可蘇巧玉卻毫不留情的甩開她的手,方纔蘇魚和尤氏之間的說話,她插不上嘴,可現在二皇子來了,二姐三姐又不在,這個時候不說話,那她就是傻子了。
最好能夠令二皇子注意到她,蘇巧玉想着,臉上便露了笑。
蘇魚眯了眯眼,只當沒聽見蘇巧玉話裏暗戳戳的意思。
蘇巧玉今年滿打滿算也才十二歲,十二歲的少女有什麼看點的,她還偏不知,學着那些女子又是嬌羞又是媚眼的。
“哦?是發生了什麼事情嗎?”景玉珩問道。
長樂侯警告似的瞪了一眼蘇巧玉,蘇巧玉壓根沒發覺,還是碧姨娘死命的拉着她的手,不讓蘇巧玉站起來,蘇巧玉這才遲鈍的發覺了自己父親的眼神。

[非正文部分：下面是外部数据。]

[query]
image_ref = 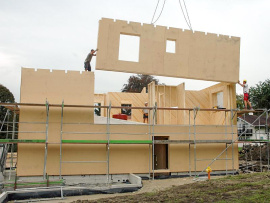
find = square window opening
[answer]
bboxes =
[118,34,140,62]
[121,104,131,119]
[166,39,175,54]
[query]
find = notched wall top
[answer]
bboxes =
[96,18,240,82]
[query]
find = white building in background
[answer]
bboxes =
[237,115,270,140]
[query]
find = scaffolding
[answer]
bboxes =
[0,101,270,186]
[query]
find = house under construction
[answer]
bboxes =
[2,19,268,201]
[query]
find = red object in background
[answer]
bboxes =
[113,113,127,120]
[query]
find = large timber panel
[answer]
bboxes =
[96,18,240,83]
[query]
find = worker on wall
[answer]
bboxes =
[84,49,98,71]
[143,102,148,123]
[238,80,253,110]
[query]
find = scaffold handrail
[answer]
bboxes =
[0,103,263,112]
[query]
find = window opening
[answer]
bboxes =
[118,34,140,62]
[166,40,175,54]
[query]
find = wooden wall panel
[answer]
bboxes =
[96,18,240,83]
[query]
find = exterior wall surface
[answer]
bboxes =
[148,83,236,125]
[96,18,240,83]
[17,69,238,176]
[17,68,94,175]
[17,122,238,176]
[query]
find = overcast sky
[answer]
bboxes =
[0,0,270,102]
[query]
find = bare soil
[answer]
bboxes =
[66,173,270,203]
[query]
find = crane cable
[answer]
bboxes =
[179,0,193,31]
[151,0,193,31]
[151,0,159,24]
[151,0,167,24]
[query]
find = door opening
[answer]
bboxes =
[154,136,169,170]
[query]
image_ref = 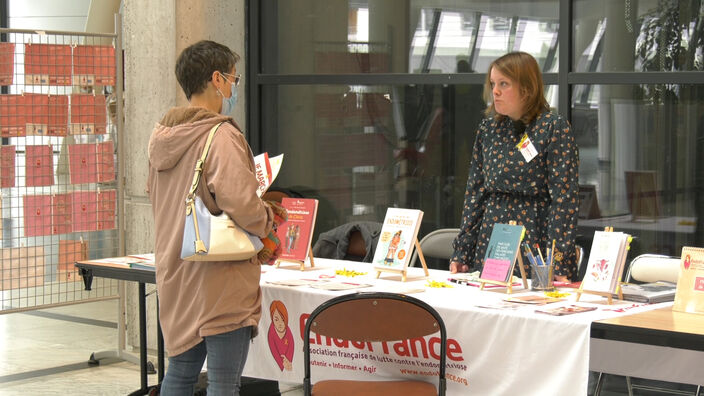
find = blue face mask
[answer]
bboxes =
[218,76,237,115]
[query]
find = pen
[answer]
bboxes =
[523,242,538,266]
[535,243,545,265]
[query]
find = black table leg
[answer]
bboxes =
[156,296,166,384]
[139,282,147,392]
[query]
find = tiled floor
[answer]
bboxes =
[0,300,694,396]
[0,300,302,396]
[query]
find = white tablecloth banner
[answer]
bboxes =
[244,259,604,395]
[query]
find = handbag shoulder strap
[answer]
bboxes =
[186,122,222,203]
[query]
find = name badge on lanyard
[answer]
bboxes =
[516,133,538,162]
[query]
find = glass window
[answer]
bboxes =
[262,85,486,244]
[261,0,558,74]
[572,84,704,256]
[573,0,704,72]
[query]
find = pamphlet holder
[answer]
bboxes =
[575,226,629,305]
[479,220,528,294]
[376,238,430,282]
[275,246,315,271]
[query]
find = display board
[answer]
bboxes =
[0,29,121,313]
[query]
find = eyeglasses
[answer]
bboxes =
[221,72,242,86]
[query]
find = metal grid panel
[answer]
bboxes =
[0,29,120,314]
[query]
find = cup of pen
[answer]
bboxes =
[530,265,555,291]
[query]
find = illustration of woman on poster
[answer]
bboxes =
[268,300,294,371]
[384,230,401,266]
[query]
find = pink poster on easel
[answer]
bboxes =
[25,144,54,187]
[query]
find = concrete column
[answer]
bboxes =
[122,0,247,349]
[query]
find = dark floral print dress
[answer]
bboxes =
[452,112,579,279]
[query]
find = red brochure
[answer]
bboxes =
[96,190,117,231]
[71,191,98,232]
[22,195,51,237]
[71,94,107,135]
[0,43,15,85]
[24,44,71,85]
[25,144,54,187]
[51,193,73,235]
[73,45,115,85]
[0,146,15,188]
[95,140,115,183]
[68,143,98,184]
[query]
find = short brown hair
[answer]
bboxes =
[175,40,240,100]
[484,52,550,124]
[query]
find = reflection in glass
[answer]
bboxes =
[572,85,704,255]
[261,0,559,74]
[573,0,704,72]
[262,85,485,241]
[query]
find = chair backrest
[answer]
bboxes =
[303,292,447,395]
[410,228,460,267]
[625,254,680,283]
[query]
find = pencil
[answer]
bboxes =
[523,242,538,266]
[535,243,545,264]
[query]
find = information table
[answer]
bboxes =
[76,258,704,395]
[244,258,700,395]
[76,259,164,396]
[590,303,704,385]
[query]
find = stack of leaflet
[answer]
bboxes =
[621,281,677,304]
[582,231,631,294]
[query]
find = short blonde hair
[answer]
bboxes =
[484,52,550,124]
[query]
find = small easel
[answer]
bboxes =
[275,246,315,271]
[479,220,528,294]
[575,226,630,305]
[376,238,430,282]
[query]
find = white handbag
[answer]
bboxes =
[181,123,264,261]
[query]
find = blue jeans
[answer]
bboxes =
[160,326,252,396]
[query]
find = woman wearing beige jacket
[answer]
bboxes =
[147,41,274,396]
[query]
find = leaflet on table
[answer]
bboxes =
[672,246,704,314]
[621,281,677,304]
[582,231,630,293]
[535,304,596,316]
[504,294,564,305]
[254,152,284,197]
[447,271,521,289]
[479,223,526,282]
[90,254,154,270]
[309,282,372,290]
[276,197,318,261]
[372,208,423,270]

“哪有哪有,只是一點小插曲罷了。殿下還請看歌舞。”長樂侯把注意力引到了宴席中央的一處小臺子上。
今日他請了京城中出名的舞姬歌女團來表演,也是爲了蘇娉婷的表現而做些鋪墊。
景玉珩暗暗把這事記在心裏頭,目光倒也落在了舞姬上,有婢女規規矩矩的奉上菜餚瓜果,倒也有了幾分平靜祥和。
蘇魚的衣袖被蘇一萍拉了拉,她去看蘇一萍,卻見蘇一萍鼓着腮幫子使勁的咀嚼,一邊小聲的說道,“大姐姐,待會兒我能悄悄把這盆瓜果拿走嗎?姨娘她在院子裏,都沒有得來參加這次的宴會,這瓜果可比平日裏的好喫多了,聽說是從西域那邊重金買下來的,在京城可少有喫到呢,這次父親可是下了血本來爲祖母辦壽宴了,我也想讓姨娘嘗一嘗。”
蘇魚笑了笑,突然覺得有幾分羨慕蘇一萍這樣無憂無慮的小孩子了,更羨慕的,是她心裏有那份掛念。
“可以,要是有人攔着你,你就搬出我來。”
蘇一萍高興的不得了,她點點頭,又重重的咬了一口手裏酸酸甜甜的果子。